The U.S. Department of Housing and Urban Development (HUD) recently announced an agreement to resolve a discrimination complaint brought by fair housing advocates against Maryland’s Department of Housing and Community Development (DHCD) challenging the fairness of the State’s Low-Income Housing Tax Credit Program. From HUD’s press release:
“The agreement establishes policies, incentives, and more flexible program rules that will streamline the creation of affordable housing in higher opportunity neighborhoods in the Baltimore region.
Specifically, the settlement will increase the number of affordable housing units in the region by as many as 1,500, with more than 1,000 of those units being new construction. In addition, developers of affordable housing will no longer have to satisfy previously required local scoring or approval criteria before applying for state-allocated tax credits. Read the Conciliation and Voluntary Compliance Agreement.

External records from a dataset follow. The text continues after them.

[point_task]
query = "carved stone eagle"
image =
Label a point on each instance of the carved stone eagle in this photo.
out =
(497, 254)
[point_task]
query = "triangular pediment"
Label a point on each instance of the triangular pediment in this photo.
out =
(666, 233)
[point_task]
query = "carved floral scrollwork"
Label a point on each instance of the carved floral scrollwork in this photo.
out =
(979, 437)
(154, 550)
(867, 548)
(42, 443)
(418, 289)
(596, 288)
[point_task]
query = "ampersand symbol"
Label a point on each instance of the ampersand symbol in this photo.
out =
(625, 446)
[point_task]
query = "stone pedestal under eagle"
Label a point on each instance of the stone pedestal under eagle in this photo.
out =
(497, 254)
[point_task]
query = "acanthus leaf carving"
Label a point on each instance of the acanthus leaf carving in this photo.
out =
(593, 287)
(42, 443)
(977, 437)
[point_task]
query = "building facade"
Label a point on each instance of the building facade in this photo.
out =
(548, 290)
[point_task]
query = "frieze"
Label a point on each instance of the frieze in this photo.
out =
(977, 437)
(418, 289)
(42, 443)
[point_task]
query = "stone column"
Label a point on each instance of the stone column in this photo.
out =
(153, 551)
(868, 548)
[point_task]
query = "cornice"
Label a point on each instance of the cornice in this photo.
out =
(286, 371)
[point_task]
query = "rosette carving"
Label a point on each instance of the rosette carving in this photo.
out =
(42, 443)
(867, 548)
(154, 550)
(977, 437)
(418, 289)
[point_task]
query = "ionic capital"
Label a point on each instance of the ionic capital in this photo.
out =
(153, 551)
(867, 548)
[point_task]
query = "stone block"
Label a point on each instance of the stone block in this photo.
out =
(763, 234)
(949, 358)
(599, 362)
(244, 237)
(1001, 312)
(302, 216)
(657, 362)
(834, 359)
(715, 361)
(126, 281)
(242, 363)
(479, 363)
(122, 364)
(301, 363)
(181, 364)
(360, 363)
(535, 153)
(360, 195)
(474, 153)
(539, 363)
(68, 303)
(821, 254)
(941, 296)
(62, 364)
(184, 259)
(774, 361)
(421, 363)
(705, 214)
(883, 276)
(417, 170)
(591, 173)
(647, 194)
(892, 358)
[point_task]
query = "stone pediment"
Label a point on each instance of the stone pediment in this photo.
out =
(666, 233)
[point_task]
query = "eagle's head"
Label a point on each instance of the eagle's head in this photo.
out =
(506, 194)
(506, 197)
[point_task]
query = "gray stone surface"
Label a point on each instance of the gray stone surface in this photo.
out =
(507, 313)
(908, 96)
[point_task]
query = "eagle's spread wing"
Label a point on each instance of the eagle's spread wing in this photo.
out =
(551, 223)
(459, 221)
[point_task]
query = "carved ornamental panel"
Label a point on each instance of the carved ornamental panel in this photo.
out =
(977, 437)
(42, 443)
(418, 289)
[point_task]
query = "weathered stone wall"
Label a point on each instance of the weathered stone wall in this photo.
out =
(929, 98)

‘Skyrocketing housing prices in the Baltimore region are making it harder than ever for hardworking families to find decent housing at prices they can afford,’ said Anna Maria Farías, HUD Assistant Secretary for Fair Housing and Equal Opportunity. ‘Today’s agreement will help ensure that people of all backgrounds who call this area home have more affordable housing options in higher opportunity neighborhoods.’

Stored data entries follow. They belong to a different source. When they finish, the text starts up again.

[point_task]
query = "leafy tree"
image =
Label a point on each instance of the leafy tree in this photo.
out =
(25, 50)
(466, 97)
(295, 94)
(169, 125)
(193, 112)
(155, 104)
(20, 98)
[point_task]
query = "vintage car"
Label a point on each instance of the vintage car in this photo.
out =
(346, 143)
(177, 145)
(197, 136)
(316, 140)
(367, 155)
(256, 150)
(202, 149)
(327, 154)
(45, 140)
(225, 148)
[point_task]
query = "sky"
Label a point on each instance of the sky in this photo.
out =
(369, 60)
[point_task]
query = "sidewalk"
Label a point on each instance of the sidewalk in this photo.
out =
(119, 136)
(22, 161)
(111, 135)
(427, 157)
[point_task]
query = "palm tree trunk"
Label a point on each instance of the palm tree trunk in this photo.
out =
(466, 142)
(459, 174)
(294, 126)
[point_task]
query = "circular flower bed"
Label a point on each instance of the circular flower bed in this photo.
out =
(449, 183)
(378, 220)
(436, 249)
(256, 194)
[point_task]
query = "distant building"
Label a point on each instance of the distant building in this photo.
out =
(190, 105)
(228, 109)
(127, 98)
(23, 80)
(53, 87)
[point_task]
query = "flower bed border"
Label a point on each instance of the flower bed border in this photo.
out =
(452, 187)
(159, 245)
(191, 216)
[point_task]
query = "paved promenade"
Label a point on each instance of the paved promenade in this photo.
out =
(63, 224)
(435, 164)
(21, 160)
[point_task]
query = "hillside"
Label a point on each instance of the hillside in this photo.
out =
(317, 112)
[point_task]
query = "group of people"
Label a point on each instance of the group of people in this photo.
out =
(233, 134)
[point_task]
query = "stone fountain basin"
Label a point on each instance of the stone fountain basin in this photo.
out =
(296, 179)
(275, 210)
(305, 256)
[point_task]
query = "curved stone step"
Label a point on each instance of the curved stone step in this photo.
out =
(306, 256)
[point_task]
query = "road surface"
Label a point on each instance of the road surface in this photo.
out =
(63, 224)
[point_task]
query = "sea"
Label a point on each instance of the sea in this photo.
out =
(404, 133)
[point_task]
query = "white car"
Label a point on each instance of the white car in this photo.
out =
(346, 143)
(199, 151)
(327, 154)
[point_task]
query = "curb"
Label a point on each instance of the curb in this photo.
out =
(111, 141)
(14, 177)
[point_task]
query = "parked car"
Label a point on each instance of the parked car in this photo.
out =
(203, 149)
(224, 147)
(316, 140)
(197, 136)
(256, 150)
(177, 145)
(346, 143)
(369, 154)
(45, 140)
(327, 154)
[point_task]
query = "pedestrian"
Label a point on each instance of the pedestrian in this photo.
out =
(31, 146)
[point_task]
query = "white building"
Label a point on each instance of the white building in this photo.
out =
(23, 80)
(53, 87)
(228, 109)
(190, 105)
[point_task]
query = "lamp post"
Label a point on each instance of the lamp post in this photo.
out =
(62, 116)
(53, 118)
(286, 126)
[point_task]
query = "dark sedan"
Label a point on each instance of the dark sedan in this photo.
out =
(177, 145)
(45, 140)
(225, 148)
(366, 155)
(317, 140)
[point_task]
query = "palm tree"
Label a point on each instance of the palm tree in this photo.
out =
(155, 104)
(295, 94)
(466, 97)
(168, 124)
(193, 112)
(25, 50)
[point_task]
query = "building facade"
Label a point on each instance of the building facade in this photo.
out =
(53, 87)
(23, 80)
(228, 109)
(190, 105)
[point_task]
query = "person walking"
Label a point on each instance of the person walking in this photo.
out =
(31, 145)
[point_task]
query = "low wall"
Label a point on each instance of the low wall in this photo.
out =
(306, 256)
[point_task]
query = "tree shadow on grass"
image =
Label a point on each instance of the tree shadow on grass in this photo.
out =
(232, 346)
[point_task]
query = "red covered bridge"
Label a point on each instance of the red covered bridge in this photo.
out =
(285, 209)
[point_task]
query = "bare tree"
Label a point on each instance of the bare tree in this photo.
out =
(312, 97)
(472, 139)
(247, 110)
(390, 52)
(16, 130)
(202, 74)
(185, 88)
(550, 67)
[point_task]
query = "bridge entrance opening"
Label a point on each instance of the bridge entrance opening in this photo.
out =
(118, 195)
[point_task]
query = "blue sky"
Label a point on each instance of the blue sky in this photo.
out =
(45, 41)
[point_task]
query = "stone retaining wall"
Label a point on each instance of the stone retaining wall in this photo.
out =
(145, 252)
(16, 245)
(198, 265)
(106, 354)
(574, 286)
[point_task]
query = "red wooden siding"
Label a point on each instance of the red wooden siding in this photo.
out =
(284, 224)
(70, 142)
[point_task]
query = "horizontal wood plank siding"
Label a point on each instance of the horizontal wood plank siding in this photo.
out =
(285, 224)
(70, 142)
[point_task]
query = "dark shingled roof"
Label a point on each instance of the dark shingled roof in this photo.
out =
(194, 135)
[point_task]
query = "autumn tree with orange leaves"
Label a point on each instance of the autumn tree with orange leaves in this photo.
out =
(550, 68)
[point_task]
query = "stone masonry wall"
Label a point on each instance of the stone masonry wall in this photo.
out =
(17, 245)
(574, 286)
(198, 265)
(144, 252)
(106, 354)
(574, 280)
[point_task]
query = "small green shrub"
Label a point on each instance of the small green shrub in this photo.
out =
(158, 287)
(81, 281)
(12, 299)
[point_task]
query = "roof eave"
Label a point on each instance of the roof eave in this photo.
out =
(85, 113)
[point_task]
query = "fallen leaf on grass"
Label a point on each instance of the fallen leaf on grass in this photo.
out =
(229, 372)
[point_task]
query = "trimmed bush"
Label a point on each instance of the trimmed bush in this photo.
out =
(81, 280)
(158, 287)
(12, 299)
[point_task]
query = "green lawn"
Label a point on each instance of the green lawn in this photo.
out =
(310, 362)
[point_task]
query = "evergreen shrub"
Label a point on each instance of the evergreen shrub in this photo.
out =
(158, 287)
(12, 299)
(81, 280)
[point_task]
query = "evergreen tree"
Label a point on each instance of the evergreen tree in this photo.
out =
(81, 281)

The agreement announced today is the result of a complaint filed with HUD in 2011 by the Baltimore Regional Housing Campaign (BRHC), a coalition of housing and civil rights organizations. BRHC said the state maintained a policy requiring local jurisdictions to approve proposed affordable housing projects prior to the consideration or allocation of Low-Income Housing Tax Credits (LIHTC) to fund construction. The coalition’s complaint alleged that requiring local jurisdiction pre-approval prevented the placement of LIHTC-funded properties in predominately White areas, thereby limiting housing opportunities for African American and Hispanic families in communities of opportunity.

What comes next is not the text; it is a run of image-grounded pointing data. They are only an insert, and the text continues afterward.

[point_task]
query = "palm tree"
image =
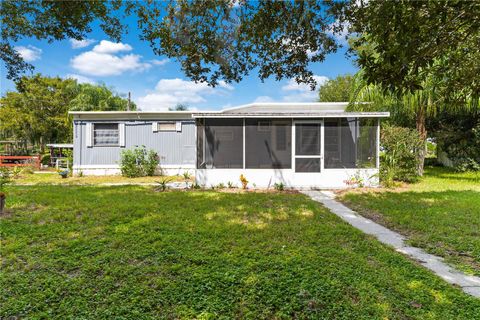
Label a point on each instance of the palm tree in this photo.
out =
(414, 106)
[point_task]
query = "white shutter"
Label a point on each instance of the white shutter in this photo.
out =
(89, 135)
(121, 134)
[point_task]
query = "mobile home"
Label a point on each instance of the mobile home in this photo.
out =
(302, 145)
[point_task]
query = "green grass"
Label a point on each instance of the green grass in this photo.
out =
(55, 178)
(440, 214)
(127, 252)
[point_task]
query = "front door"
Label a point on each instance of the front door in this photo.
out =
(308, 146)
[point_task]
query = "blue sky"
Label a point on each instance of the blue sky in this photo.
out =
(156, 82)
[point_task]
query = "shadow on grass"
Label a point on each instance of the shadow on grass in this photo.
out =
(129, 252)
(446, 223)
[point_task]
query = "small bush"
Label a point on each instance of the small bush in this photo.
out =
(45, 159)
(400, 158)
(138, 162)
(5, 178)
(162, 185)
(16, 172)
(243, 181)
(151, 163)
(279, 186)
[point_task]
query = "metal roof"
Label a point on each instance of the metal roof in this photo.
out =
(325, 114)
(60, 145)
(259, 110)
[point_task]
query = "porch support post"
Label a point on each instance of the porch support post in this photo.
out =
(378, 144)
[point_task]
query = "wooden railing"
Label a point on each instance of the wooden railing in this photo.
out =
(20, 161)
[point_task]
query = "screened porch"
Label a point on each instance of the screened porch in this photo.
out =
(295, 144)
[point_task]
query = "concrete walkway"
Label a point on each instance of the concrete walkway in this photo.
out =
(469, 284)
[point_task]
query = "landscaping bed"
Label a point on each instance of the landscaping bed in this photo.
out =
(55, 178)
(130, 252)
(440, 214)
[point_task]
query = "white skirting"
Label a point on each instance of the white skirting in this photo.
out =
(108, 170)
(266, 178)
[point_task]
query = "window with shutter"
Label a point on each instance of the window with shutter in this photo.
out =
(105, 134)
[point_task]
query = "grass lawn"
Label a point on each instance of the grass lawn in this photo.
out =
(128, 252)
(55, 178)
(440, 214)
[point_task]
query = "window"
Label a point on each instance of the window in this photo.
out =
(350, 143)
(307, 146)
(106, 134)
(263, 125)
(220, 143)
(167, 126)
(268, 149)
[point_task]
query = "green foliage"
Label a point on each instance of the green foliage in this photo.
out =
(439, 214)
(16, 172)
(53, 20)
(162, 184)
(98, 98)
(339, 89)
(216, 40)
(5, 178)
(243, 181)
(279, 186)
(46, 157)
(459, 138)
(134, 253)
(400, 157)
(38, 111)
(186, 175)
(411, 43)
(138, 162)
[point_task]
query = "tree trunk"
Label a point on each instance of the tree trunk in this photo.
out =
(422, 130)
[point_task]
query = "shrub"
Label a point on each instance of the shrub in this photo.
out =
(138, 162)
(5, 178)
(279, 186)
(45, 159)
(244, 181)
(150, 163)
(162, 185)
(400, 158)
(462, 146)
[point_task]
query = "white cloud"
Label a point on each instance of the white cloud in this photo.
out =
(80, 78)
(341, 35)
(106, 46)
(29, 53)
(102, 64)
(264, 99)
(161, 62)
(78, 44)
(170, 92)
(105, 60)
(302, 92)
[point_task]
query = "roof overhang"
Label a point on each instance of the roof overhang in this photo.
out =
(130, 115)
(295, 115)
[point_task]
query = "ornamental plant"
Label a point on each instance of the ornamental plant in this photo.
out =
(138, 162)
(244, 181)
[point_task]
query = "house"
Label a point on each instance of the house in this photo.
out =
(301, 145)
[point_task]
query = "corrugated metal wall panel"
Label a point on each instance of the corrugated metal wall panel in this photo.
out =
(174, 148)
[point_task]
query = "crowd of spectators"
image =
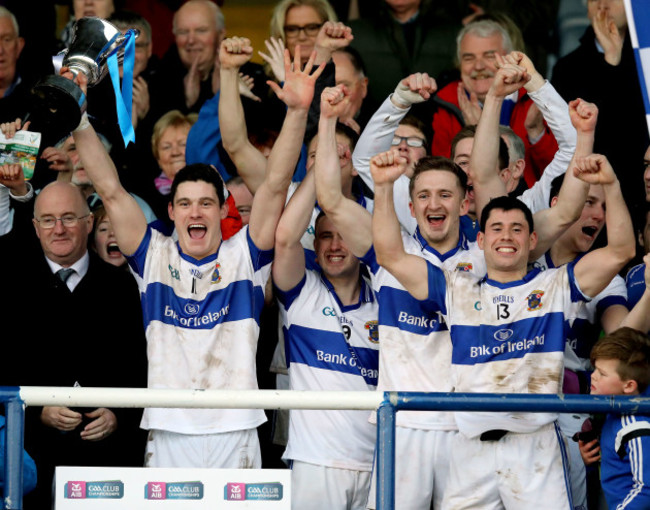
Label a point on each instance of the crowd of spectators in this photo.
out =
(400, 191)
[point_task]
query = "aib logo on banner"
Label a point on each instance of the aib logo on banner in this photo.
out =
(107, 489)
(174, 490)
(253, 491)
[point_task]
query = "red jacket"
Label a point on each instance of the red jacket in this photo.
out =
(448, 121)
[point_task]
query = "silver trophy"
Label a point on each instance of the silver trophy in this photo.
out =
(93, 41)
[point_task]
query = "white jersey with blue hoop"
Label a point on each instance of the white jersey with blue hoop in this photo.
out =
(585, 328)
(330, 347)
(415, 353)
(202, 324)
(507, 338)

Under the terms of the agreement, DHCD will:
- Not reinstate the previously required local approvals of proposed affordable housing projects, or impose new threshold or scoring criteria that require the approval of a local governing body;
- Ensure that no fewer than 1,500 units of Family Housing are developed in communities of opportunity within the Baltimore region, 1,050 of which will be newly constructed units;
- Revise the state’s Qualified Allocation Plans (QAP) Transit-Oriented Development Guide to award points to any proposal to develop family housing in a community of opportunity, and adjust the incentive in QAPs for units with two or more bedrooms;
- Expand its affirmative fair housing marketing plans with specific outreach to public housing authorities, voucher administrators and mobility counseling programs; and
- Pay $225,000 to sustain BRHC’s mission of working to increase choice, educational opportunity and social equity for low-income families in the Baltimore region.”